It has been four years (plus 2 days, but who’s counting) since Rohit Sharma made his debut. He was, at the time, an obligatory new face that had to be brought in after India’s epic World Cup campaign in ‘07. Obviously that couldn’t be the only reason he was picked – he had a decent start in domestic cricket, including a fifty on first-class debut against New Zealand A and a match-winning innings on his List A debut (Pujara and Jadeja were the other debutants). And anyone who has seen him bat will know that there’s no way this guy can remain a mere domestic cricketer.
Following his composed, series-sealing innings against the West Indies last week, there were plenty of those perfunctory ‘coming of age’ remarks and articles about him. This is not one of them. I just decided to look at some stats and think-analyze-write about them. Just out of curiosity for how often RG Sharma seems to have got on track.

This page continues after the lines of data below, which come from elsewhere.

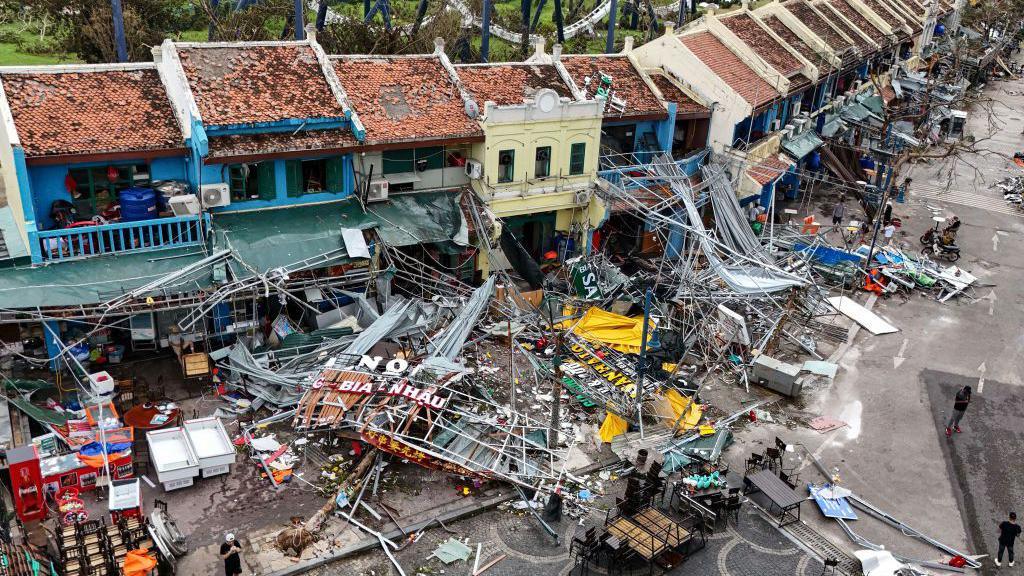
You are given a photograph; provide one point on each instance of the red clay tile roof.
(235, 146)
(91, 112)
(900, 10)
(768, 169)
(729, 68)
(888, 93)
(627, 83)
(858, 19)
(258, 83)
(793, 40)
(404, 98)
(818, 25)
(763, 44)
(510, 84)
(833, 14)
(798, 82)
(684, 104)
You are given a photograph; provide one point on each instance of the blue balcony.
(83, 242)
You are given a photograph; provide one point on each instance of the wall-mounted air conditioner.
(378, 191)
(474, 169)
(184, 205)
(215, 195)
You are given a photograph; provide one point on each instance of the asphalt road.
(985, 458)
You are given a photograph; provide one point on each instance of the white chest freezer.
(211, 444)
(173, 457)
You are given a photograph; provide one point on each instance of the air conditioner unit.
(185, 205)
(378, 191)
(215, 195)
(474, 169)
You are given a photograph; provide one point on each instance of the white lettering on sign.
(400, 388)
(396, 366)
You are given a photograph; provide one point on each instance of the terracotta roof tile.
(763, 44)
(233, 146)
(886, 12)
(627, 83)
(258, 83)
(730, 69)
(510, 83)
(878, 35)
(91, 112)
(768, 169)
(404, 98)
(818, 25)
(684, 104)
(833, 14)
(793, 40)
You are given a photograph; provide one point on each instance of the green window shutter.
(265, 181)
(335, 174)
(397, 161)
(293, 172)
(433, 155)
(578, 158)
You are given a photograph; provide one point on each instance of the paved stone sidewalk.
(751, 547)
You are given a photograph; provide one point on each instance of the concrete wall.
(523, 128)
(429, 179)
(217, 173)
(728, 108)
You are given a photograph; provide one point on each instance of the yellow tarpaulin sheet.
(682, 406)
(612, 426)
(619, 332)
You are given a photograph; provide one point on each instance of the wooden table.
(140, 417)
(656, 523)
(641, 541)
(779, 495)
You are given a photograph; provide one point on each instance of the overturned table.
(780, 495)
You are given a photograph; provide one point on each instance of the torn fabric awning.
(267, 240)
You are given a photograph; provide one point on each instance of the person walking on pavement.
(960, 406)
(229, 553)
(1009, 531)
(839, 212)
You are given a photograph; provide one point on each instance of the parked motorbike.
(948, 251)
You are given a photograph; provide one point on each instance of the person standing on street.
(839, 212)
(1009, 531)
(889, 232)
(960, 406)
(229, 553)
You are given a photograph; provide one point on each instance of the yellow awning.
(612, 426)
(619, 332)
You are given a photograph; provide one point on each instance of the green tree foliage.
(88, 25)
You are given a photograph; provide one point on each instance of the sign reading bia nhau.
(370, 382)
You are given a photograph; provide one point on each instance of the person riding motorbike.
(949, 233)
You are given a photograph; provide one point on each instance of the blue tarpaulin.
(827, 255)
(832, 507)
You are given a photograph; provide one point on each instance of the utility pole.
(484, 31)
(119, 31)
(609, 44)
(642, 363)
(300, 21)
(559, 27)
(556, 385)
(888, 169)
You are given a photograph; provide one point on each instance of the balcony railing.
(83, 242)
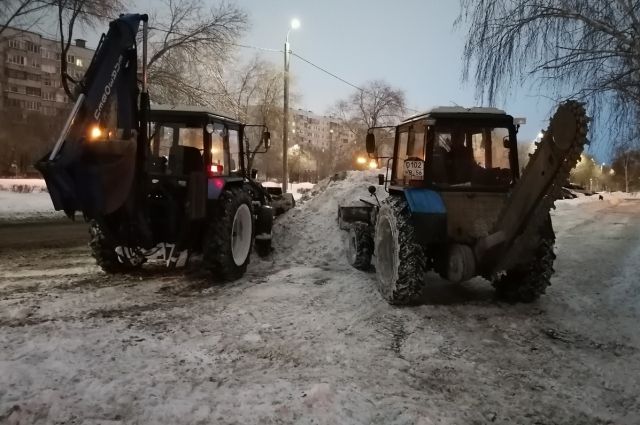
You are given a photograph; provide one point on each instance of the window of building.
(49, 69)
(32, 47)
(17, 59)
(32, 105)
(34, 91)
(18, 75)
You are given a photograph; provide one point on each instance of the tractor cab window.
(410, 156)
(471, 157)
(192, 137)
(161, 139)
(217, 145)
(234, 151)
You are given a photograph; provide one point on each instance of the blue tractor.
(458, 205)
(156, 182)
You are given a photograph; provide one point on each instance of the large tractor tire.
(229, 237)
(104, 251)
(360, 247)
(527, 282)
(400, 259)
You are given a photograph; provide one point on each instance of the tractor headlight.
(95, 133)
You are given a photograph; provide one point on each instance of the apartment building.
(30, 72)
(310, 130)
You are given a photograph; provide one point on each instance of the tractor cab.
(188, 139)
(194, 155)
(454, 149)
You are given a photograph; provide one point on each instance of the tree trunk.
(626, 174)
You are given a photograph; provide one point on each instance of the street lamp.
(295, 23)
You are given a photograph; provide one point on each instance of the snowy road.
(306, 339)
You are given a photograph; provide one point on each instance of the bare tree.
(253, 94)
(376, 104)
(188, 48)
(70, 13)
(584, 49)
(13, 11)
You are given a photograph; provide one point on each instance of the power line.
(328, 72)
(264, 49)
(360, 89)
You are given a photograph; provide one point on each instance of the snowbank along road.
(303, 338)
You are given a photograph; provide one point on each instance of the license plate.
(414, 169)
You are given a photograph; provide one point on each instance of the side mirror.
(371, 143)
(266, 139)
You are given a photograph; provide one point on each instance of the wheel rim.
(241, 235)
(386, 256)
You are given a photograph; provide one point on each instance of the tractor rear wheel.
(229, 237)
(400, 259)
(527, 282)
(360, 247)
(104, 251)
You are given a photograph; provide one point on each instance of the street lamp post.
(285, 121)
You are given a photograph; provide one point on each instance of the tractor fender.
(217, 185)
(429, 215)
(264, 221)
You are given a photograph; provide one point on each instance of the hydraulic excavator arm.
(100, 153)
(518, 227)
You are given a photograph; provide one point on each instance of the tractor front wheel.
(229, 237)
(400, 259)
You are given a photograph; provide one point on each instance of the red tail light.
(216, 169)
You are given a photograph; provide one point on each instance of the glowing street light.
(295, 24)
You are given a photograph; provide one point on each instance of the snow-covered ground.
(23, 185)
(27, 199)
(26, 206)
(297, 189)
(303, 338)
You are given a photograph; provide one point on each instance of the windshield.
(471, 157)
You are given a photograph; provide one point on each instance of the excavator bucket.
(93, 165)
(95, 178)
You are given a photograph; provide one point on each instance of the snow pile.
(310, 231)
(297, 189)
(23, 185)
(26, 206)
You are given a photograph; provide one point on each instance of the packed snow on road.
(304, 338)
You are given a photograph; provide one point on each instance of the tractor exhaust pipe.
(145, 36)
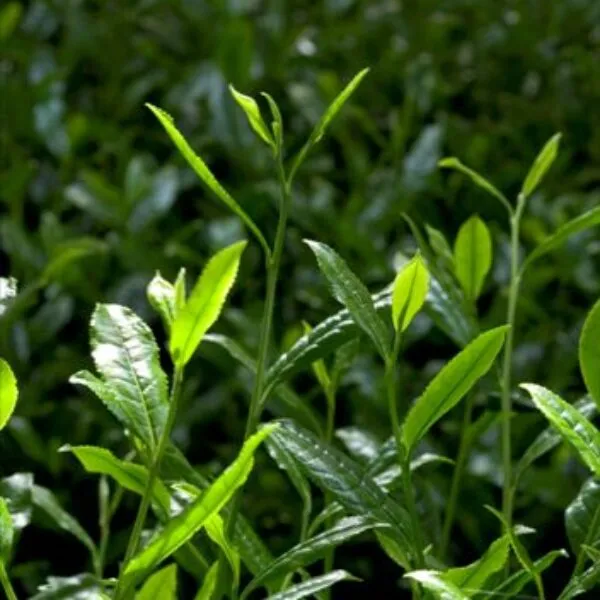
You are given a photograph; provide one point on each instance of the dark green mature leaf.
(351, 292)
(205, 302)
(160, 585)
(133, 385)
(309, 551)
(201, 169)
(589, 352)
(582, 517)
(186, 524)
(333, 471)
(311, 586)
(571, 424)
(541, 165)
(8, 393)
(556, 239)
(451, 384)
(473, 256)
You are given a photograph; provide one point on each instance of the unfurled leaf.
(540, 166)
(409, 292)
(451, 384)
(133, 385)
(201, 169)
(311, 586)
(473, 256)
(252, 112)
(8, 393)
(351, 292)
(309, 551)
(186, 524)
(589, 352)
(205, 302)
(160, 585)
(570, 423)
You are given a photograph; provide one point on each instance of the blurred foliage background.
(94, 199)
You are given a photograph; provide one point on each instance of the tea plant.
(198, 525)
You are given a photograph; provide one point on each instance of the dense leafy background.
(94, 199)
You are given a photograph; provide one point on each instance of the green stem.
(461, 461)
(140, 519)
(6, 585)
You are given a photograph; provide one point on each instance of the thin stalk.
(140, 519)
(461, 461)
(6, 584)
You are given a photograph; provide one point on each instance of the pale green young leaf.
(311, 586)
(202, 170)
(311, 550)
(180, 529)
(434, 582)
(588, 219)
(476, 178)
(9, 393)
(472, 256)
(541, 165)
(352, 293)
(571, 424)
(205, 302)
(252, 112)
(409, 292)
(135, 386)
(160, 585)
(451, 384)
(589, 352)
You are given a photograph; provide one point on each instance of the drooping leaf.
(311, 550)
(351, 292)
(8, 393)
(589, 352)
(556, 239)
(570, 423)
(410, 290)
(541, 165)
(473, 256)
(162, 584)
(451, 384)
(311, 586)
(133, 386)
(204, 173)
(205, 302)
(186, 524)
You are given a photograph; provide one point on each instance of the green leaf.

He didn’t get to bat on his debut, in a match against Ireland. And when he did, it took him a couple of innings to get to double figures. In fact, it was a classy half-century against Pakistan, in a dead rubber (which, incidentally, was Praveen Kumar‘s debut – he fittingly began his career with a maiden). Sharma’s mode of dismissal was a familiar one – caught at long-on just when he was looking like winning the game. He was the topscorer though.

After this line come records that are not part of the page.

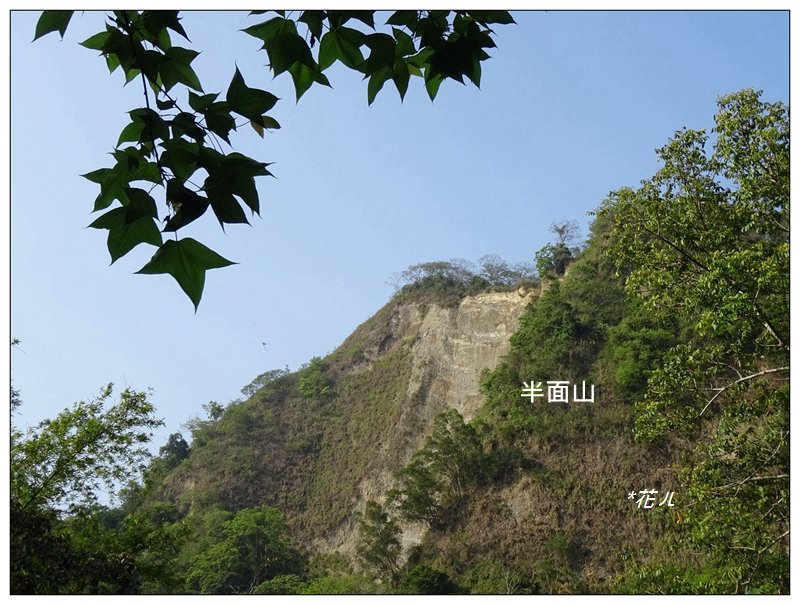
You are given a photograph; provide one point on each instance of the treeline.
(449, 281)
(677, 311)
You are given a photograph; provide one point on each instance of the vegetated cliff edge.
(448, 349)
(321, 442)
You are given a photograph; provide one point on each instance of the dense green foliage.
(176, 140)
(706, 242)
(675, 311)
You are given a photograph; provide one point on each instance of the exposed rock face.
(449, 348)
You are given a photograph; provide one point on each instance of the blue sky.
(572, 106)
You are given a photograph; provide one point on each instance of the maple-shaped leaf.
(187, 260)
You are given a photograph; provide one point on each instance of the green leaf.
(187, 261)
(201, 102)
(264, 122)
(405, 44)
(487, 17)
(184, 124)
(234, 174)
(432, 85)
(382, 52)
(376, 82)
(304, 76)
(314, 20)
(342, 44)
(180, 157)
(98, 41)
(131, 133)
(407, 18)
(267, 30)
(251, 103)
(176, 68)
(130, 225)
(228, 210)
(401, 76)
(219, 119)
(52, 21)
(188, 205)
(286, 49)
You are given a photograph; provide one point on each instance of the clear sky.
(572, 106)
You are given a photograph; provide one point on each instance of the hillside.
(319, 453)
(619, 425)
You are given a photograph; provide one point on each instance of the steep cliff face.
(320, 453)
(448, 348)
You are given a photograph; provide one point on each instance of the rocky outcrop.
(449, 348)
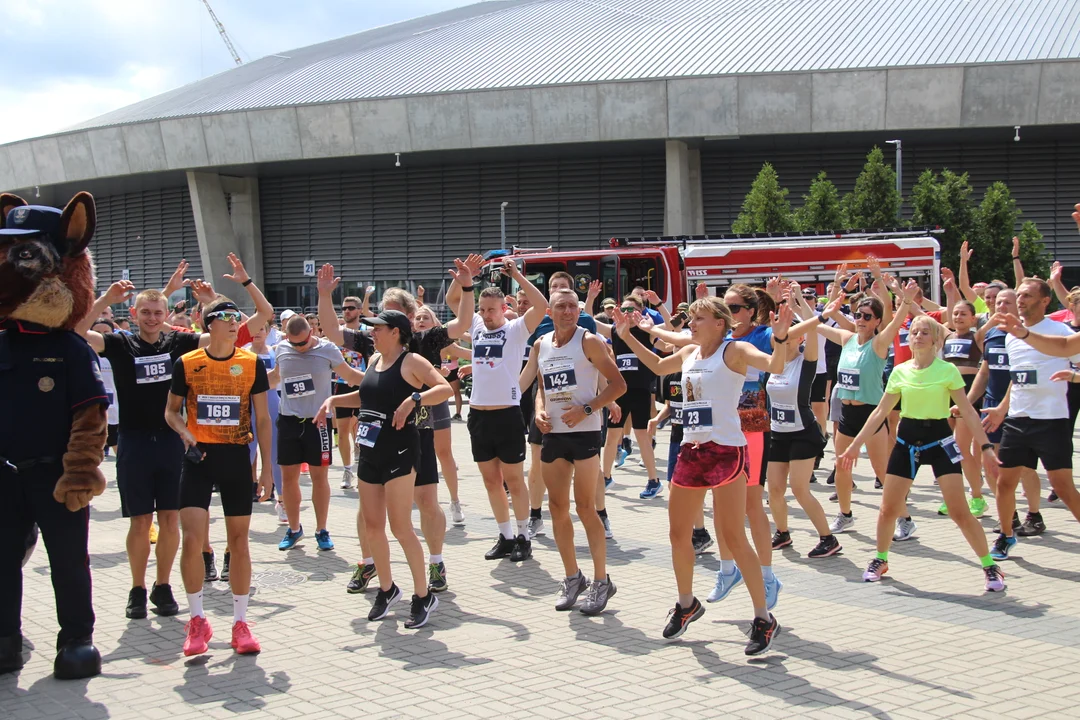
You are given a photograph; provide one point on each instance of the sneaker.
(243, 641)
(164, 603)
(136, 603)
(457, 515)
(501, 548)
(679, 617)
(361, 576)
(569, 588)
(597, 595)
(436, 578)
(761, 633)
(1033, 526)
(651, 490)
(781, 539)
(291, 539)
(523, 549)
(382, 602)
(772, 588)
(875, 570)
(725, 583)
(905, 529)
(420, 612)
(995, 579)
(199, 634)
(1001, 547)
(841, 522)
(323, 540)
(827, 545)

That innings, though not a match winning one, was significant in another sense – it got him a fixed spot for India’s next one-day assignment: a tri-series in Australia, also featuring Sri Lanka. We know that series because India won it – we know it better because of Sachin’s performances in the finals. Sharma managed to catch the eye of many with some vital contributions, including a couple of half-centuries.
It was after this that the lean patch started. And by lean, I really mean string-thin. Much unlike the rope that the selectors were handing him. I don’t mean it was a thick rope, I mean long. Okay, I could have set that up better. Point is, the stats for all the series (seven of them) between June ’08 and June’09 are quite dismal. In the 25 innings in that period, he averaged in the low 20s with just one half-century, in a high-scoring loss to Pakistan.

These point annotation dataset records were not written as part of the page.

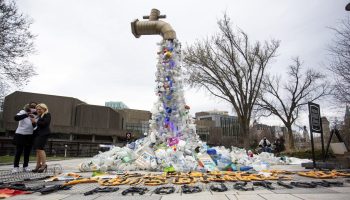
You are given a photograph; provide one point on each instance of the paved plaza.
(76, 192)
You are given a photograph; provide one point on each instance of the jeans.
(266, 149)
(19, 150)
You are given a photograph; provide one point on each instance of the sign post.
(315, 124)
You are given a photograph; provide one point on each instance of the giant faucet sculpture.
(171, 141)
(171, 124)
(153, 27)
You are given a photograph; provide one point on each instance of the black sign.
(315, 117)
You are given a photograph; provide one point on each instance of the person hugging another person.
(41, 135)
(23, 137)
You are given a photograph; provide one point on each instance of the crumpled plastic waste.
(172, 143)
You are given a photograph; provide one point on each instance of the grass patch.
(9, 159)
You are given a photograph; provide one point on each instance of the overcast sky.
(85, 48)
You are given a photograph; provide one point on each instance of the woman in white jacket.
(23, 137)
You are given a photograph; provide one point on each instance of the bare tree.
(230, 68)
(16, 43)
(286, 99)
(340, 61)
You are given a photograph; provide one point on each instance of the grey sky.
(86, 49)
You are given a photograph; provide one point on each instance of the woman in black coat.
(41, 134)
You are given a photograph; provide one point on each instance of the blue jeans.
(266, 149)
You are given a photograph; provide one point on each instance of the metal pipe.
(153, 27)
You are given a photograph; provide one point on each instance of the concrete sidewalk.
(76, 192)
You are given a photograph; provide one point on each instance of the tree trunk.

It was eight months before he played his next ODI – and he scored 48 in a dead rubber against South Africa, chasing 365. It probably didn’t matter much, but there’s a tiny chance that it influenced his selection to the tour of Zimbabwe. Yeah, he probably would’ve been picked in that second-string side even if he had come off a bunch of ducks in domestic games (that is a really strange sentence). Anyway, he was a bright shining light for India in that seemingly pointless series. Bright, bright, shiny light. And by that I mean he scored a couple of hundreds (his only ones so far) and then fizzled out.
His performance in India’s successful Asia Cup campaign meant more praise, and also that he was firmly back in the general scheme of things. Until, of course, the next tournament. 20 runs in 4 innings against Sri Lanka and New Zealand, followed by 49 runs in 5 innings in South Africa pretty much sealed his fate ahead of the World Cup. And the rest, as they say, is history.
Except it isn’t. It was a really good way to end that last paragraph though, right? Anyway, it isn’t history. It’s fairly recent. And that ODI series against the West Indies? Ended last week. Definitely not history. And Sharma batted remarkably well in a series where the only consistent thing about India’s batting was its tendency to succumb to the domino effect.
So, this could be a complete turnaround and be the first series of the rest of his career, or it could be one of his many flashes in the pan. He could be RG or WG. Provides some super content to write on, either way.